The number one way to keep yourself moving is to make sure you're doing something fun. So many people equate the word "exercise" with "gym," which makes them feel clammy and panicked, but more movement can (and does) take place outside the gym than ever could take place inside of it. Start thinking less about exercises that "incinerate those calories" or "give you those rock hard abs fast!" and start thinking about what's fun for you. I love zoning out on the treadmill with my iPod, but my roommate thinks that's insufferable. She'd much rather run outside because there's those scenery changes, that sense of adventure, the fresh air. (Of course, to me, running outside sounds like "knee aches" and "humidity"). I have another friend that thinks "hitting the gym" is laughable, so he skates and rides his bike - and not because he thinks he "needs the exercise" but just because, yeah, it's fun.
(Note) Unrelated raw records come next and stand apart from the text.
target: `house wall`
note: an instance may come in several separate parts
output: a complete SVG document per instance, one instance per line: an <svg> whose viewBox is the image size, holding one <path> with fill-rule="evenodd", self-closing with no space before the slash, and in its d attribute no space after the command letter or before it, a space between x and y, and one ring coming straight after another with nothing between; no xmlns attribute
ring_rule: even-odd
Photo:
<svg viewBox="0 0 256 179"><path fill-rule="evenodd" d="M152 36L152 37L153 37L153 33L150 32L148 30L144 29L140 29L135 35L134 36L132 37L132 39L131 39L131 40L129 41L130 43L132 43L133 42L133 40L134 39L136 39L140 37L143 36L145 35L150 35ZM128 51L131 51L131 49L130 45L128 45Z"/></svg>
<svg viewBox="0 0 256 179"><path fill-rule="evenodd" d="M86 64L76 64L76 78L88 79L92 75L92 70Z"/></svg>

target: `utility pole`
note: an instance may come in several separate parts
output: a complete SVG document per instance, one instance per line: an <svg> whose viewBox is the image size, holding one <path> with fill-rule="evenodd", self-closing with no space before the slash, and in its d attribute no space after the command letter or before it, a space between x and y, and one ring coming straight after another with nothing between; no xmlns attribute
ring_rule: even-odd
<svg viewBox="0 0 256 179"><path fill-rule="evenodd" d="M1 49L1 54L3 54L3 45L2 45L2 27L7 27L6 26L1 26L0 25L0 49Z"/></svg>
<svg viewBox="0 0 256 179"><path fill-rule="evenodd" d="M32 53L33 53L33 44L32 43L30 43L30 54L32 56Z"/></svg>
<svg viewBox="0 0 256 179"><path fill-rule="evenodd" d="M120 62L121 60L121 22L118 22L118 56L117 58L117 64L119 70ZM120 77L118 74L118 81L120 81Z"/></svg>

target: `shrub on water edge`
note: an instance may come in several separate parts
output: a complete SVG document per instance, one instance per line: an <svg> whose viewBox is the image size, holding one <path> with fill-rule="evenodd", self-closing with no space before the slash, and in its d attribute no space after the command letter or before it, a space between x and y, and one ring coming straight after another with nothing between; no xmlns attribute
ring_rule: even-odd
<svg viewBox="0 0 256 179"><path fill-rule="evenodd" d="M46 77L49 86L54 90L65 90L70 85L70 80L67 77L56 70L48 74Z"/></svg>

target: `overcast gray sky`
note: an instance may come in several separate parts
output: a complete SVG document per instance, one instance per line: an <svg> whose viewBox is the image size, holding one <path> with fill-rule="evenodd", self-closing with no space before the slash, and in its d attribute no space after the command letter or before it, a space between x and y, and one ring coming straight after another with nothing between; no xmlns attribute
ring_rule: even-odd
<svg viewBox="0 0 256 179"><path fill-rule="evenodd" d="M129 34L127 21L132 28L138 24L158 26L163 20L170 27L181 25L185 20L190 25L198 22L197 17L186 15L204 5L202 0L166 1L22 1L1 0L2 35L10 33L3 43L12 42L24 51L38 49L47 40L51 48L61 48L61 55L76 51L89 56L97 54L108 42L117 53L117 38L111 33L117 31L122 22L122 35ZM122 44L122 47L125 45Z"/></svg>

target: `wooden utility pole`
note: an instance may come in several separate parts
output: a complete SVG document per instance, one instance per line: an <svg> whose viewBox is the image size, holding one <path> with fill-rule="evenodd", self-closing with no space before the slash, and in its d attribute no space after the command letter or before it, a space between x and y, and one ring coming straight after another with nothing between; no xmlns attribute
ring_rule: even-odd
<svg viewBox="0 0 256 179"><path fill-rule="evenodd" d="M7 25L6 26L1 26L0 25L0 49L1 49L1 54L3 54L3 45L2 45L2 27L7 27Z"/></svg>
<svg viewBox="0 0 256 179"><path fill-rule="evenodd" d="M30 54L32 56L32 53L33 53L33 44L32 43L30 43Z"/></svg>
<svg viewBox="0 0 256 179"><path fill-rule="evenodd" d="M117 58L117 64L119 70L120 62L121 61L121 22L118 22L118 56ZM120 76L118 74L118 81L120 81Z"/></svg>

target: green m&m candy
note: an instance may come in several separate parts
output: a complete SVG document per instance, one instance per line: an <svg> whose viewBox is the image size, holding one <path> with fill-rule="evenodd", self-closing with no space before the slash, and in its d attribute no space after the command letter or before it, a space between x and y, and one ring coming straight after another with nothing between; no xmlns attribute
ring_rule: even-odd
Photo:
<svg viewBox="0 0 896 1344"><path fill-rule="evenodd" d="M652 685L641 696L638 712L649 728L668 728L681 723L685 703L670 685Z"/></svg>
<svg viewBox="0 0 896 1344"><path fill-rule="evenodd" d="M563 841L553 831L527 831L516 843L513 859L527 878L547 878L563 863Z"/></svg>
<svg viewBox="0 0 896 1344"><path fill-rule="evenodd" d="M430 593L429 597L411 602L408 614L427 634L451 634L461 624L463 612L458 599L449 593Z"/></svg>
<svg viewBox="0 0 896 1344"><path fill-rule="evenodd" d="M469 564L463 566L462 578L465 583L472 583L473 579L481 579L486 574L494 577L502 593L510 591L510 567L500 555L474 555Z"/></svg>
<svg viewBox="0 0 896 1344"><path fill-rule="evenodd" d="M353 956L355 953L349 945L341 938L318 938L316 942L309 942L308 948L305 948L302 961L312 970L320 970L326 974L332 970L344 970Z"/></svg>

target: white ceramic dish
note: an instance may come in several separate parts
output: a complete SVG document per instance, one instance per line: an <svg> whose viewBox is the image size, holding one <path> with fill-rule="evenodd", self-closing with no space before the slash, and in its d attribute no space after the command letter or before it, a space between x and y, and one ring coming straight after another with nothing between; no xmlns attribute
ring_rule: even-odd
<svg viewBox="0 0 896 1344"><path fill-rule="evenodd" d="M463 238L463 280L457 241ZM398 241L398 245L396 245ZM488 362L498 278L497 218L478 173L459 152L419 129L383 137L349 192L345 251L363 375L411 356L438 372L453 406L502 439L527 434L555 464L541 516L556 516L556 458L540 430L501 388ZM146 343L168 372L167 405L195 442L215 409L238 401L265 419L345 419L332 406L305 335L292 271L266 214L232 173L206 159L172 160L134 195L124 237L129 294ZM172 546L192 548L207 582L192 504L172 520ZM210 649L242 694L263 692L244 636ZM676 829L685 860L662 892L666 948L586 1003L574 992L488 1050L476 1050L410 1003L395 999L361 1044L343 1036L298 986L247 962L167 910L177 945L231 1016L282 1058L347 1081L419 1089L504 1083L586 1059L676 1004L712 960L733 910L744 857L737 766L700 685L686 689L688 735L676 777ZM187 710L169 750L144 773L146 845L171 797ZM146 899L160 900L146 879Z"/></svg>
I may be the one lifting weights and wiggling to Le Tigre on an elliptical, but I'm pretty sure my friend is way fitter than me. And by "pretty sure" I mean "positive" - because he's found movement that's fun for him.
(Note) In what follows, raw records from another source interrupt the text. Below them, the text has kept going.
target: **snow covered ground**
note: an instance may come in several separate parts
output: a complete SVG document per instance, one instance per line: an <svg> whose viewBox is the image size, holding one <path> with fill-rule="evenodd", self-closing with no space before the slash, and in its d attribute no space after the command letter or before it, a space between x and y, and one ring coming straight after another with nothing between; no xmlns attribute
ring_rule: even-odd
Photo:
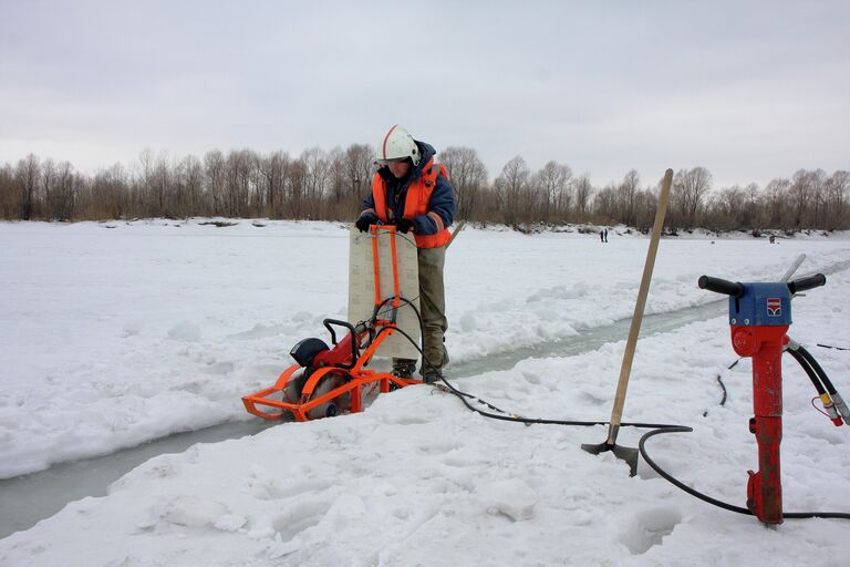
<svg viewBox="0 0 850 567"><path fill-rule="evenodd" d="M263 226L255 226L263 225ZM569 340L634 308L645 237L467 228L446 261L453 361ZM252 419L239 396L270 384L298 340L345 315L348 230L325 223L0 224L0 478L146 440ZM826 288L795 300L790 334L850 398L850 238L678 238L661 243L647 312L717 299L702 274ZM683 423L655 460L744 505L757 467L749 364L717 317L642 339L626 421ZM607 420L624 339L524 360L457 385L527 416ZM809 401L786 358L786 511L850 512L850 429ZM719 406L722 374L729 400ZM452 375L450 367L447 374ZM27 532L0 565L841 565L848 520L765 529L680 492L644 464L629 477L581 443L605 429L486 420L428 386L364 413L289 423L163 455ZM635 445L623 430L620 442ZM2 511L0 511L0 514Z"/></svg>

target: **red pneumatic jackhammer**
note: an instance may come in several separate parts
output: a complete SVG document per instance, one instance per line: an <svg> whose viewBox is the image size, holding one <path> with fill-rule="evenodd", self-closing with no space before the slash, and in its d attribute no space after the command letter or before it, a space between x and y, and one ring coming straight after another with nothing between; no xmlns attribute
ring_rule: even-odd
<svg viewBox="0 0 850 567"><path fill-rule="evenodd" d="M782 523L779 444L782 439L782 351L802 365L836 425L850 423L850 412L829 379L786 332L791 324L791 296L823 286L822 274L776 284L740 284L703 276L702 289L729 296L729 326L735 352L753 358L753 408L749 431L758 443L758 472L748 471L747 508L765 524ZM821 381L827 384L825 388Z"/></svg>

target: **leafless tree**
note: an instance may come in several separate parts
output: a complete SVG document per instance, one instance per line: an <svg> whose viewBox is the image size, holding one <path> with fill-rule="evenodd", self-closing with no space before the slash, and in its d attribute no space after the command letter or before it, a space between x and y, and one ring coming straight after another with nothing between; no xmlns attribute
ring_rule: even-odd
<svg viewBox="0 0 850 567"><path fill-rule="evenodd" d="M516 225L521 216L521 197L528 186L530 172L526 161L514 157L496 177L495 189L502 218L508 225Z"/></svg>
<svg viewBox="0 0 850 567"><path fill-rule="evenodd" d="M35 192L38 189L41 166L39 158L30 154L20 162L14 172L15 183L20 194L21 220L30 220L35 212Z"/></svg>
<svg viewBox="0 0 850 567"><path fill-rule="evenodd" d="M846 229L850 227L850 210L848 210L848 197L850 197L850 172L836 171L825 183L829 214L825 227L829 230Z"/></svg>
<svg viewBox="0 0 850 567"><path fill-rule="evenodd" d="M475 219L478 200L487 189L487 168L471 147L447 147L439 153L455 190L457 218Z"/></svg>
<svg viewBox="0 0 850 567"><path fill-rule="evenodd" d="M712 174L705 167L680 169L673 176L672 200L687 228L696 226L699 205L711 188Z"/></svg>
<svg viewBox="0 0 850 567"><path fill-rule="evenodd" d="M547 223L567 220L570 206L570 179L572 169L558 162L548 162L536 175L541 190L541 219Z"/></svg>
<svg viewBox="0 0 850 567"><path fill-rule="evenodd" d="M583 174L573 179L572 194L576 196L574 220L583 221L587 218L588 205L593 196L593 184L590 183L590 174Z"/></svg>

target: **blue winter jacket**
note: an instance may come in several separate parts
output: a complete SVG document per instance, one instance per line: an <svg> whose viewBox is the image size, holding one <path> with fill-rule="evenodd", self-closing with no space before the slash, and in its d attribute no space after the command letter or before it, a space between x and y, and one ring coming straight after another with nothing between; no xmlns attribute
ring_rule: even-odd
<svg viewBox="0 0 850 567"><path fill-rule="evenodd" d="M407 187L412 181L422 177L422 169L428 159L434 157L436 151L431 144L425 142L415 141L419 147L419 164L411 169L411 173L401 179L396 179L390 172L388 167L381 167L377 171L377 175L383 177L386 182L386 203L393 210L393 218L402 218L404 216L404 202L407 197ZM372 190L363 200L361 207L361 216L364 214L373 214L375 210L375 200L372 198ZM434 190L431 194L431 200L428 202L428 213L436 213L439 218L443 219L444 227L448 228L455 218L455 194L452 190L448 179L443 175L437 176L437 183L434 185ZM427 215L419 215L413 219L414 231L418 235L435 235L439 230L437 224Z"/></svg>

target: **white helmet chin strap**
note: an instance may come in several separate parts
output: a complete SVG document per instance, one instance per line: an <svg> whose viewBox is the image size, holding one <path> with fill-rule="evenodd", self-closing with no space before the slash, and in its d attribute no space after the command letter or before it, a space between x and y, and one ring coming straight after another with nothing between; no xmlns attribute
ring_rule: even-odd
<svg viewBox="0 0 850 567"><path fill-rule="evenodd" d="M406 130L396 124L391 127L381 143L377 145L377 163L385 165L391 162L401 162L411 158L414 167L419 165L419 148Z"/></svg>

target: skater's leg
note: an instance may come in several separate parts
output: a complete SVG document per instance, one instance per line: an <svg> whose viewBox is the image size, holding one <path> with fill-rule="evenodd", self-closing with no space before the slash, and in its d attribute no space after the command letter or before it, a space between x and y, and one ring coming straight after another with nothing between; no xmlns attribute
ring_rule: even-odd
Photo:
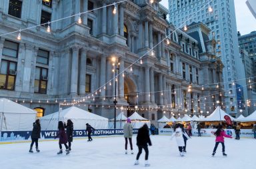
<svg viewBox="0 0 256 169"><path fill-rule="evenodd" d="M136 157L137 160L139 160L139 156L141 155L141 154L142 152L142 146L138 146L138 148L139 148L139 152L138 152L138 154L137 154L137 157Z"/></svg>
<svg viewBox="0 0 256 169"><path fill-rule="evenodd" d="M131 138L129 138L129 142L130 143L131 150L133 150L133 142L131 140Z"/></svg>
Incorporate Exercise into your Everyday Life
... and, no, I don't mean, "Get daily exercise." What I'm really suggesting is turning up the volume on your everyday activities. A classic example is parking really far away from a destination so you're forced to walk further to get there, but there's tons of other ways to do this. For example, let's say you really need to clean your house. Now you could spend several days dreading this, then liesurely/begrudgingly sit around wiping down surfaces and sweeping across floors all the while wishing your were reading a good book in the park. OR you could turn on some loud, fast music, down a cup of coffee, and spazz out seeing how fast you can get it done. I've always thought parkour (alternately known as "free running") was an interesting approach to incorporating exercise into everyday life. As the wikipedia article describes it, all it is, is moving from point A to point B in the most efficient way possible, but in practice, this requires some ninja-level skills. No one could ever describe parkour practitioners as physically unfit, yet all they're doing to "exercise" is some routine travel. It's just, when they travel to the grocery store, they scale buildings along the way... Point being, there's always some way to make your life a little more active so exercise doesn't become this isolated activity that you have to "make" time for.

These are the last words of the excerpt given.